Sesampainya di halaman rumah, ia melihat banyak orang-orang berkerumunan. Salman semakin takut kalau sesuatu hal akan terjadi dengan ibunya, air matanya mulai keluar.

Salman kemudian naik kerumah yang disebut dengan rumah panggung, ia melihat sesosok manusia sudah terbaring tidak bernafas dan diselimuti dengan kain batik cokelat tua. Ia perlahan-lahan mendakati jenazah itu, lalu ia singkap kain yang menutup wajah jenazah tersebut, dan ternyata… IBUU… Salman tak kuasa, ia menjerit sekuat-kuatnya. Air matanya mengalir deras, ia peluk tubuh ibunya dengan kuat.

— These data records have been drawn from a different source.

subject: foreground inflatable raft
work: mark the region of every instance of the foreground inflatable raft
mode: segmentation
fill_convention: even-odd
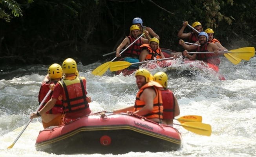
[[[172,127],[132,113],[104,111],[40,131],[35,146],[37,151],[57,154],[117,154],[176,151],[181,141]]]

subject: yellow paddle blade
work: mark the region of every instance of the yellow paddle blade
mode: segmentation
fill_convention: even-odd
[[[187,130],[198,135],[210,136],[212,134],[212,127],[207,124],[187,122],[181,124],[174,124],[181,126]]]
[[[251,57],[249,56],[243,56],[239,55],[240,53],[232,53],[231,55],[235,57],[244,60],[249,60],[251,59]]]
[[[236,54],[240,56],[249,57],[254,57],[255,54],[255,49],[253,47],[240,48],[229,51],[232,52],[232,55]]]
[[[13,147],[13,146],[14,146],[14,143],[13,143],[12,145],[11,146],[9,146],[7,149],[10,149],[10,148],[12,148]]]
[[[224,56],[233,64],[236,65],[241,62],[241,59],[232,56],[230,53],[224,53]]]
[[[91,72],[91,74],[94,75],[102,76],[108,70],[111,62],[107,62],[99,66]]]
[[[184,123],[185,122],[202,122],[202,116],[199,115],[189,115],[179,117],[178,119],[174,119],[179,121],[181,123]]]
[[[110,63],[110,71],[121,70],[129,67],[132,64],[126,61],[117,61]]]

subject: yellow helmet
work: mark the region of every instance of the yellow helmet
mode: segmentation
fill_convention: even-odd
[[[63,62],[62,68],[64,74],[75,73],[77,71],[77,63],[72,58],[69,58]]]
[[[137,30],[138,29],[138,30],[139,31],[139,27],[138,26],[138,25],[132,25],[131,27],[130,27],[130,32],[132,33],[132,31],[133,31],[133,30]]]
[[[163,72],[159,72],[154,75],[154,80],[160,84],[164,88],[167,86],[167,75]]]
[[[62,78],[62,71],[61,66],[57,63],[51,64],[48,69],[48,74],[51,79]]]
[[[148,83],[148,81],[150,80],[150,73],[146,69],[139,69],[135,72],[135,76],[142,76],[145,77],[146,78],[146,82]]]
[[[150,43],[151,42],[156,42],[157,43],[157,44],[158,44],[158,45],[159,46],[159,40],[156,37],[154,37],[154,38],[151,38],[151,39],[149,40],[149,43]]]
[[[214,34],[214,32],[213,31],[213,30],[212,29],[211,29],[210,28],[207,28],[207,29],[205,29],[205,32],[206,33],[213,33]]]
[[[192,27],[195,28],[196,26],[199,26],[199,25],[202,26],[201,23],[199,22],[196,21],[193,23],[193,24],[192,24]]]
[[[78,70],[77,69],[77,70],[75,71],[75,75],[77,76],[78,76],[79,75],[79,73],[78,72]]]

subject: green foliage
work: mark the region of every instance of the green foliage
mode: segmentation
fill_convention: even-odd
[[[10,22],[12,18],[12,14],[16,17],[22,16],[22,11],[16,1],[13,0],[0,0],[0,4],[2,5],[0,8],[0,18],[4,19],[6,22]],[[9,13],[9,10],[11,11],[11,13]]]
[[[224,46],[239,48],[245,46],[241,41],[256,43],[254,0],[0,0],[0,18],[20,17],[0,21],[0,56],[33,63],[56,56],[98,60],[95,54],[115,51],[137,17],[159,35],[162,47],[183,51],[178,32],[183,21],[197,21]]]

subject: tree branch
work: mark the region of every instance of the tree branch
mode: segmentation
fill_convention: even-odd
[[[161,8],[161,9],[162,9],[162,10],[164,10],[165,11],[166,11],[166,12],[168,12],[168,13],[170,13],[171,14],[172,14],[172,15],[174,15],[174,14],[175,14],[174,13],[172,13],[172,12],[170,12],[170,11],[168,11],[168,10],[166,10],[165,9],[162,8],[162,7],[160,7],[160,6],[158,5],[157,5],[157,4],[155,4],[155,3],[154,3],[154,2],[153,2],[151,0],[148,0],[148,1],[151,2],[151,3],[153,3],[153,4],[155,4],[155,5],[156,5],[157,7],[158,7],[159,8]]]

Ia menangis dengan sedihnya di perut ibunya.

Melihat hal itu, tantenya merangkulnya dan erusaha untuk menenangkan, sambil terisak-isak Tantennya menjelaskan, "Insya Allah ibumu meninggal dalam keadaan Husnul khatimah, tadi ibumu tergeletak setelah mengucapkan takbir, sama persis dengan ayahmu dulu Salman."

Salman semakin menjeri sejadi-jadinya, orang-orang berusaha untuk menenangkannya kembali. Tapi ada tangan halus yang membelai kepalanya, seraya muncul suara kecil dan lama kelamaan semakin besar, "Salman bangun nak, ada apa?"

Setelah dilihatnya ternyat ibunya tengah memasang wajah bingung dengan Salman, "Ada apa? Kamu mimpi ya?" tanya ibunya. Salman tak menjawab ia lalu memeluk ibunya dengan keras.

"Salman tak mau kehilangan ibu!" kata Salman sambil menangis, sisa tangisan dalam mimpinya masih terasa.

"Emangnya kau mimpi apa tentang ibu?" tanya Ibu Salman heran.

"Salman mimpi ibu terbujur dipembaringan, Salman takut bu."

"Sudahlah, itukan hanya mimpi… sudah bangun sudah masuk waktu magrib, sholat sana." Kata Ibu Salman sambil menariknya dari tempat tidurnya.

Selesai shalat, Salman membuka catatan yang biasa ia bawa sambil menggembalakan sapi. Setelah dibukanya ternyata disana sudah tertulis sebuah kalimat "HUSNUL KHATIMAH = KEMATIAN YANG BAIK."

Dibawah tulisan itu, terdapat tulisan yang kacau tapi masih bisa dan jelas untuk dibaca.

1. Syahadat ketika akan mati

2. keringat di dahi

3. pada malam jum'at atau siangnya

4. Syahid atau terbunuh di medan perang

5. di jalan Allah

6. radang selaput dara

7. wabah tah'un

8. sakit perut

9. tenggelam

10. keruntuhan

11. wanita dalam kehamilannya dengan sebab anaknya

12. TBC

13. membela agama atau nyawa

14. menjaga harta yang akan dirampas

15. berjaga di jalan Allah

16. amal shaleh.

17. terbakar.

Salman menutup bukunya dan langsung sujud syukur mengagungkan kekuasaan Allah.